Harvard Business School Professor Rebecca Henderson is quoted way back in 2019 as saying “The world badly needs a more sustainable form of capitalism if we’re going to build a more inclusive, prosperous society.”

The time has come where our business strategy in this small society can no longer be driven primarily by profit.

We need to develop or support programs where none of our children are at school hungry

We need to ensure that genuine cases of need can get sustained help.

We need to work with government to ensure that a basket of basic food items is affordable to all.

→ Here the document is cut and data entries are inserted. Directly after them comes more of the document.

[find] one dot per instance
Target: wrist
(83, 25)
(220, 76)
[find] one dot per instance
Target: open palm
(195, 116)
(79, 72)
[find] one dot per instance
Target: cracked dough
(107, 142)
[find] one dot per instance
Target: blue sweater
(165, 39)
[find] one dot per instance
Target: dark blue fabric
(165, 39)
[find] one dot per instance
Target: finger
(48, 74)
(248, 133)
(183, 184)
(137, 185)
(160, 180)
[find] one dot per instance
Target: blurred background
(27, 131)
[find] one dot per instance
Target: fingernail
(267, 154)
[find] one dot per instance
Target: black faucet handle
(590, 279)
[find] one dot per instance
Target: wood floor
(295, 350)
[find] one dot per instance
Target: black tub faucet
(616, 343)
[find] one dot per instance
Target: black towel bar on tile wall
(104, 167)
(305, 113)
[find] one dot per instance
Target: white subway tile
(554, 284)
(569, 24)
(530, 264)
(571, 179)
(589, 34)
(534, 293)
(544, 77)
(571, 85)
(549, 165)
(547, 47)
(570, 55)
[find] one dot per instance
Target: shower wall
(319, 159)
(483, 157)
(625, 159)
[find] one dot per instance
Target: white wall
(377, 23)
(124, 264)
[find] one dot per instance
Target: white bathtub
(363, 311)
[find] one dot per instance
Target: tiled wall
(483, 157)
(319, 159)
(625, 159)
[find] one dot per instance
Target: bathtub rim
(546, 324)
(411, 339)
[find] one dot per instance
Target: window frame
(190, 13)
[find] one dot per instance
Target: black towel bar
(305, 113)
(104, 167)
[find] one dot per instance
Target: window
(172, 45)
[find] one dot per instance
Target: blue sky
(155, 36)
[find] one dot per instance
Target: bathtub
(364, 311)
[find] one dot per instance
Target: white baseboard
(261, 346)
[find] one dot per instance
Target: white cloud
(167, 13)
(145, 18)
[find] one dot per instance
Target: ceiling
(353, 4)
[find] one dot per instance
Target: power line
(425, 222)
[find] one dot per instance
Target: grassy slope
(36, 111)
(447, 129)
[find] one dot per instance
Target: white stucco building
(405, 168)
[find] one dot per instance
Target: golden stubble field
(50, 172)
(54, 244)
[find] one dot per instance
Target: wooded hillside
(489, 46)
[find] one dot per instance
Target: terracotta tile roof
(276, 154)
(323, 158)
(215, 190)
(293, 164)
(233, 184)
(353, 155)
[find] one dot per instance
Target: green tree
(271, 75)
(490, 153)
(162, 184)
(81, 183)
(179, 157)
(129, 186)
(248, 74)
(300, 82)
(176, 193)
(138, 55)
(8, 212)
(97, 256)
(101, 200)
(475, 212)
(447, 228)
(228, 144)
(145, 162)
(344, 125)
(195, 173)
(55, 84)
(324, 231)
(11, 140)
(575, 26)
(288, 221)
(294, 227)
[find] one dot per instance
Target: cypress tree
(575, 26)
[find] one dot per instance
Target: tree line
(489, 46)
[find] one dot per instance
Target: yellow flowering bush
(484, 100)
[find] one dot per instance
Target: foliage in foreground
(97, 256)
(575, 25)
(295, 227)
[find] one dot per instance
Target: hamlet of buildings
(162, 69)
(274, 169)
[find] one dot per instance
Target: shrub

We need to commit to public-private sector partnerships in the provision of social support. We need to support entrepreneurship development in a meaningful way. We need to create job/training opportunities to get our at-risk youth off the block

We also need to form Strategic Partnerships with Nonprofit Organizations who are delivering impactful programmes in our communities.

Unfortunately, we all know of societies where there is a clear divide between the have and the have-nots and where the old adage of being our brother’s keeper has no currency we also know that this often happens where there is little or no social conscience.

This is the time for a call to action, inflation is upon us as the world suffers because of the prolonged conflict between Russia and Ukraine, high freight rates, high fuel cost, product shortages and unpredictable weather have compounded to create this “Confluence of Calamities”. With positive social impact values informing our decision-making and strategy, we can and will feel empowered to make a difference.

Continuing it’s fight back from the loss of 14% of GDP, the Government is now faced with the challenge of adjusting public sector wages and salaries. No doubt labor representatives for both the private and public sectors feel justified in their appeals for salary adjustments based upon the current inflation rates. But does this truly address the crisis we face? I suggest we must now exhibit a level of collaboration for sustainability we have never envisioned. It will require temporary systemic change, and this level of change requires collaboration among all stakeholders.

Now I know some of my members may not be aligned with my message expressed here but my desire is that the sentiments of this message will resonate in Board rooms around this island, and business will come forward to support this call, we must protect this society. I fully support the capitalist model and free enterprise. But if we fail to take appropriate collective action now, then what is the alternative. Social degradation. Working toward positive social change can mutually benefit businesses and the communities we all love and live in.

A more socially focused, purpose-driven approach to business in Barbados at this time in our history, can help create a more just and sustainable future for all.

I therefor appeal to the consciousness of our business community to let us come together, to partner with Government to sustain the human development of our people and hence create a viable future for all.